Quando il pensiero è fonte di dolore
“Antistene era solito dire che coloro che hanno conquistato un equilibrio spirituale non devono studiare letteratura per non essere distratti da interessi estranei” (Diogene Laerzio, Vite dei filosofi, VI.104) e che “la virtù è nelle azioni e non ha bisogno né di moltissime parole né di moltissime cognizioni” (ivi VI.11). Io intendo questa raccomandazione come un invito a non “eccitare la ragione”.
Qui come altrove negli insegnamenti cinici e stoici si capisce come un eccesso di pensiero razionale, cioè basato su concetti, specialmente se astratti, possa disturbare l’equilibrio. Il ritorno allo stato “naturale” prescritto dai filosofi cinici potrebbe avere anche questo senso, di limitare l’attività speculativa, il rimugino mentale, nella consapevolezza del fatto che l’attività mentale può creare problemi inesistenti o aggravare problemi esistenti. La stessa consapevolezza è nel buddhismo. La si ritrova anche in psicologia, per esempio degli studi che dimostrano come le persone depresse abbiano una visione più esatta di sé, degli altri e del mondo anziché una visione distorta (S.E. Taylor, Illusioni. Quando e perché l'autoinganno diventa la strategia più giusta, Giunti; P. Locci, Elogio del pessimismo, Franco Angeli), come ipotizzato nel cognitivismo clinico (vedi per es., la psicoterapia cognitiva di A.T. Beck), e che siano proprio la superficialità e certi bias delle persone non depresse a consentire loro di scivolare tra le disgrazie della vita, senza troppo darsi pena.
Va riconosciuto che a volte proprio i passaggi più difficili della vita hanno qualcosa di terapeutico nel senso che riportano a una semplicità nel dolore che fa piazza pulita di alcuni processi mentali, i quali nella banale quotidianità generano ansia o irrequietezza o generico malessere: le domande sulle cause prime, sul perché degli eventi, sull’ordine delle cose; le preoccupazioni per il futuro; i dubbi sulle scelte di azione, anche banali; i dubbi su di sé, le proprie qualità, i propri difetti, le proprie capacità, i propri limiti; i tentativi di autodisciplinarsi; i confronti con gli altri, col passato, con il proprio ideale; le ruminazioni sulle piccole contrarietà, sulle ingiustizie subite… Ha senso dire “Sono più contento quando piango” perché nel pianto c’è un contatto con un sentimento doloroso che spazza via l’ansia di mille scenari temuti e considerati possibili.
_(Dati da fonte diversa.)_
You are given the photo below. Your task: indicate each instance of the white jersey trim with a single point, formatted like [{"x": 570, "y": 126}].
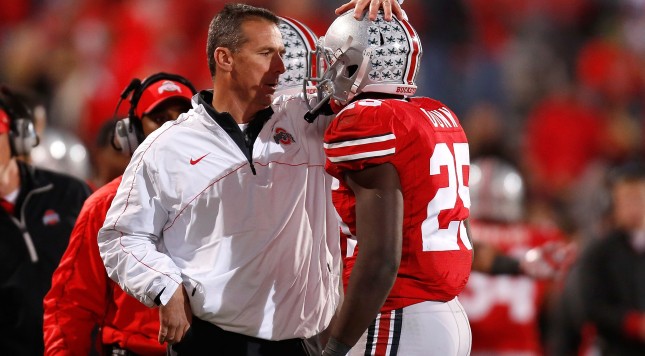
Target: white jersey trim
[
  {"x": 363, "y": 155},
  {"x": 362, "y": 141}
]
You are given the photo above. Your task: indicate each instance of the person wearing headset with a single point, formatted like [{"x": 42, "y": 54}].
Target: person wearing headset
[
  {"x": 38, "y": 211},
  {"x": 82, "y": 296}
]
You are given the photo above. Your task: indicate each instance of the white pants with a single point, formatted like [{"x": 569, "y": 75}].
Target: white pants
[{"x": 427, "y": 328}]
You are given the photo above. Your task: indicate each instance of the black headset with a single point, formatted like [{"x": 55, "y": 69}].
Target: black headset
[
  {"x": 128, "y": 132},
  {"x": 22, "y": 134}
]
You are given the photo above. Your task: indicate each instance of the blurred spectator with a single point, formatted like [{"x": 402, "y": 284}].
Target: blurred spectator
[
  {"x": 39, "y": 208},
  {"x": 107, "y": 163},
  {"x": 612, "y": 269},
  {"x": 82, "y": 296}
]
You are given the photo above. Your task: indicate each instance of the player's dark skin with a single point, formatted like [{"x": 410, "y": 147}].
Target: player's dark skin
[{"x": 379, "y": 231}]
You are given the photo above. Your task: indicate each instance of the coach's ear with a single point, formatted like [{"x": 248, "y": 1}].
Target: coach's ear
[{"x": 223, "y": 59}]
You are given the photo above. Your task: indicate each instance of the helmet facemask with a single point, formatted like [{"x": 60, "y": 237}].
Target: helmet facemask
[{"x": 367, "y": 56}]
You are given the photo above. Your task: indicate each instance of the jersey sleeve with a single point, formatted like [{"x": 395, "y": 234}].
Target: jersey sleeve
[
  {"x": 76, "y": 301},
  {"x": 361, "y": 136}
]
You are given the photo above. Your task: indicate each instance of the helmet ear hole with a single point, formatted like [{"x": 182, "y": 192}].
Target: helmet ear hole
[{"x": 351, "y": 70}]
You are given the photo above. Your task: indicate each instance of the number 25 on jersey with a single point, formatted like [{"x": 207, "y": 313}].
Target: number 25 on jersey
[{"x": 434, "y": 237}]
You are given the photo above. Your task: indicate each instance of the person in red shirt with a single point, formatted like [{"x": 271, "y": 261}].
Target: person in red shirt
[
  {"x": 402, "y": 165},
  {"x": 82, "y": 296},
  {"x": 515, "y": 263}
]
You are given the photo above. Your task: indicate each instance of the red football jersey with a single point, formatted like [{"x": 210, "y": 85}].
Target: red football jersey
[
  {"x": 504, "y": 310},
  {"x": 426, "y": 144}
]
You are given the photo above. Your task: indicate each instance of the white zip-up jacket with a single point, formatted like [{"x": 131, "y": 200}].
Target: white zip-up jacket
[{"x": 254, "y": 241}]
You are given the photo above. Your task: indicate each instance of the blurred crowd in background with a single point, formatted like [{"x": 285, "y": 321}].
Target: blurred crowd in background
[{"x": 555, "y": 87}]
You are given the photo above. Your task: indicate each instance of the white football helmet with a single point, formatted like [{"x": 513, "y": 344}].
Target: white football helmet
[
  {"x": 367, "y": 56},
  {"x": 299, "y": 42},
  {"x": 496, "y": 190}
]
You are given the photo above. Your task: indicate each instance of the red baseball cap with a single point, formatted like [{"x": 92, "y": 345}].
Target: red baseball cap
[
  {"x": 4, "y": 122},
  {"x": 160, "y": 91}
]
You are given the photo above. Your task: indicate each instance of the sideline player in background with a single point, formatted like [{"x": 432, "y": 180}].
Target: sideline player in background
[
  {"x": 254, "y": 196},
  {"x": 38, "y": 211},
  {"x": 515, "y": 264},
  {"x": 403, "y": 198},
  {"x": 82, "y": 296}
]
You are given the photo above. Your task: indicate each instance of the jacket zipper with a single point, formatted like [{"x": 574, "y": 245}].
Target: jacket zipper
[
  {"x": 249, "y": 145},
  {"x": 22, "y": 226}
]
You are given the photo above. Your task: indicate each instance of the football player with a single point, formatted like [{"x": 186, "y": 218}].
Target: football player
[{"x": 402, "y": 195}]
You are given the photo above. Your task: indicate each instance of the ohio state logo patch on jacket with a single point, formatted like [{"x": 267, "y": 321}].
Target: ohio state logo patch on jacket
[{"x": 283, "y": 137}]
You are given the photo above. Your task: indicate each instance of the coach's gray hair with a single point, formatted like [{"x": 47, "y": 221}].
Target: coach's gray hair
[{"x": 225, "y": 29}]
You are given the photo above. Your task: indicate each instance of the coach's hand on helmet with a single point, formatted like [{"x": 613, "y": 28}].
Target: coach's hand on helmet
[
  {"x": 389, "y": 7},
  {"x": 175, "y": 317}
]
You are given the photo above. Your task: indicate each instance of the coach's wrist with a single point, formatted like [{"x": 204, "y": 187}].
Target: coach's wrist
[{"x": 335, "y": 348}]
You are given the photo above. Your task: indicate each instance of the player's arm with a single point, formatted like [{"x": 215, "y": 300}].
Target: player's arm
[
  {"x": 389, "y": 7},
  {"x": 379, "y": 224}
]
A questo proposito può avere ragione Arthur Schopenhauer nella sua teoria del vescicante (in Il mondo come volontà e rappresentazione), contenitore del dolore con capienza limitata, che pone un limite alla quantità di dolore che può essere effettivamente sperimentato. Quando arriva un dolore in risposta a una circostanza reale, i dolori creati dall’attività mentale oziosa per un po’ spariscono o come minimo recedono decisamente sullo sfondo. Il dolore della disgrazia compiuta ha una misura e un carattere e in questo è meno spaventoso di un dolore solo possibile. “Ecco quello che temevo, è successo”. In questo senso gli insegnamenti dei cinici sono già psicoterapia, così come quelli stoici. C’è in essi la consapevolezza di problematiche prettamente psicologiche, come quella della vergogna e quella del troppo pensare, tanto per fare i primi esempi che mi vengono in mente. E quella derivante dal funzionamento del desiderio che non è mai sazio e che va educato con la temperanza, l'accontentarsi di poco.
La persona che soffre nell’attesa di un intervento chirurgico facile, senza rischi, con una brevissima degenza e indolore, soffre di un’idea. La terapia per una persona simile deve seguire la strada tracciata da Epitteto quando dice, probabilmente esagerando, che “Quel che turba gli uomini non sono le cose, bensì i giudizi che essi formulano intorno alle cose” (vedi il Manuale e le Diatribe). I filosofi cinici e stoici, forse i cristiani e di sicuro i terapeuti comportamentisti condividono un assunto di base: soffriamo a causa di un cattivo apprendimento e possiamo smettere di soffrire con un nuovo apprendimento correttivo.